August Lights

La Vie des idées is on vacation. We will be back at the end of August. In the meantime, here is a selection of essays, interviews and reviews from the last few months.


The integration of immigrants: debates and observationsby François Héran.

The concept of integration poses many difficulties. It is widely rejected by those concerned, fiercely debated by researchers, hastily decided in the media sphere, challenged by foreign comparison. So many reasons to take it into consideration.

Teaching and research are inseparableby Peggy Cénac, Claire Lemercier & Alexandre Zimmer.

French public policies concentrate research resources on a few “sites”, at the expense of entire regions, widening inequalities between so-called “elite” or “mass” universities. But numerous empirical studies demonstrate the ineffectiveness of such a concentration of resources.

The silent revolution of the activity bonusby Nicolas Duvoux.

Established in 2016, the Activity Bonus was mobilized in response to the Yellow Vest movement. This measure, reserved for people who have a job, is indicative of the increasing nationalization of social protection, also at work in the reforms of unemployment insurance and pensions.

Deciding together. The citizens’ convention for the climate and the democratic challengeby Florent Gougou & Simon Persico.

As the Citizens’ Convention on Climate comes to an end, how can the proposals of the randomly selected citizens be put into practice within the framework of a democratic process? What place and form should the referendum take in political decision-making?


The post-colonial unconsciousInterview with Sophie Mendelsohn and Livio Boni, by Sarah Al-Matary.

Is psychoanalysis in danger of losing its identity by opening up to the world? On the contrary, it has been renewed outside the West, even contributing to the processes of political emancipation. This decentering, useful to all, places the discipline at the heart of the human sciences.

All academic careers. Interview with Pierre-Michel Menger.

Are teaching and research always complementary? What are the effects of project culture and competition in research? P.-M. Menger answers these questions based on the work carried out by his research team on work, employment and academic careers.

Man is silent, nature speaks. Interview with Jérôme Sueur, by Catherine Guesde.

With the lockdown, many natural sounds are becoming audible again, especially in urban environments. Listening to these sounds, as eco-acousticians do, allows us to access valuable ecological data in a sensitive way. Portrait of a growing discipline.


The aporias of property. About: Rafe Blaufarb, The Invention of Private Property. Another History of the RevolutionChamp Vallon, review by Jean-Fabien Spitz.

Private property is now sacred; and its very strict definition prohibits the remedying of inequalities and environmental challenges. But it was not always conceived in this way: it was invented by the French Revolution.

The election, nothing more, nothing less. About: Adam Przeworski, What’s the point of voting?Markus Haller editions, review by Antoine Verret-Hamelin.

What can we expect from elections? A. Przeworski urges us to be minimal: elections provide only imperfect control over the actions of governments and are not enough to counteract the political effects of inequalities, but they are the best way to resolve conflicts without taking up arms.

Politics is an art of living. About: Valérie Gérard, By affinities. Political friendship and coexistenceEditions MFInventions Collection, review by Solange Chavel.

What if, in politics, we had to let ourselves be guided by our affinities instead of wanting to construct a general and often too distant discourse? What if proximity had more value than the truth? Valérie Gérard makes this hypothesis, in an open and stimulating book.

Under Taxes, Class Struggle. About Alexis Spire, Resistance to taxes. Attachment to the State. Survey of French taxpayersSeuil, review by Benjamin Lemoine.
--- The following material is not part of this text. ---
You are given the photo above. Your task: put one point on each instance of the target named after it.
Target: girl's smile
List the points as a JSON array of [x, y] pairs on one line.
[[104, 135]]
Opinion polls show that the French are generally demanding more public services while showing increasing reluctance towards taxes. Beyond this apparent contradiction, there is a worrying reduction of social justice to the sole tax debate.

Portrait of France in startup. About: Denis Lacorne, All Billionaires! The French Dream of Silicon ValleyParis, Fayard, review by Olivier Alexandre.

While Silicon Valley arouses fear and admiration across the world, D. Lacorne looks back at the history of a French political passion that runs from Charles de Gaulle to the current president and highlights the limits of French Tech.

Organs and orgasms. About: Sarah Barmak, Enjoy. In search of the female orgasmZones; Delphine Gardey, Politics of the ClitorisTextual, review by Cécile Thomé.

Between personal testimonies and anthropological analyses, between discourses of emancipation and debates on mutilation, female pleasure, long ignored, is today in the spotlight.

Anti-slavery in the Age of Enlightenment. About: Marcus Rediker, An Enlightenment Activist. The Unique Destiny of Benjamin LaySeuil, review by Marie-Jeanne Rossignol.

American Quaker Benjamin Lay was an early anti-slavery activist. Tracing his career, slavery historian Marcus Rediker shows his links to the radical thinking of the English Revolution of the 19th century. XVIIe century.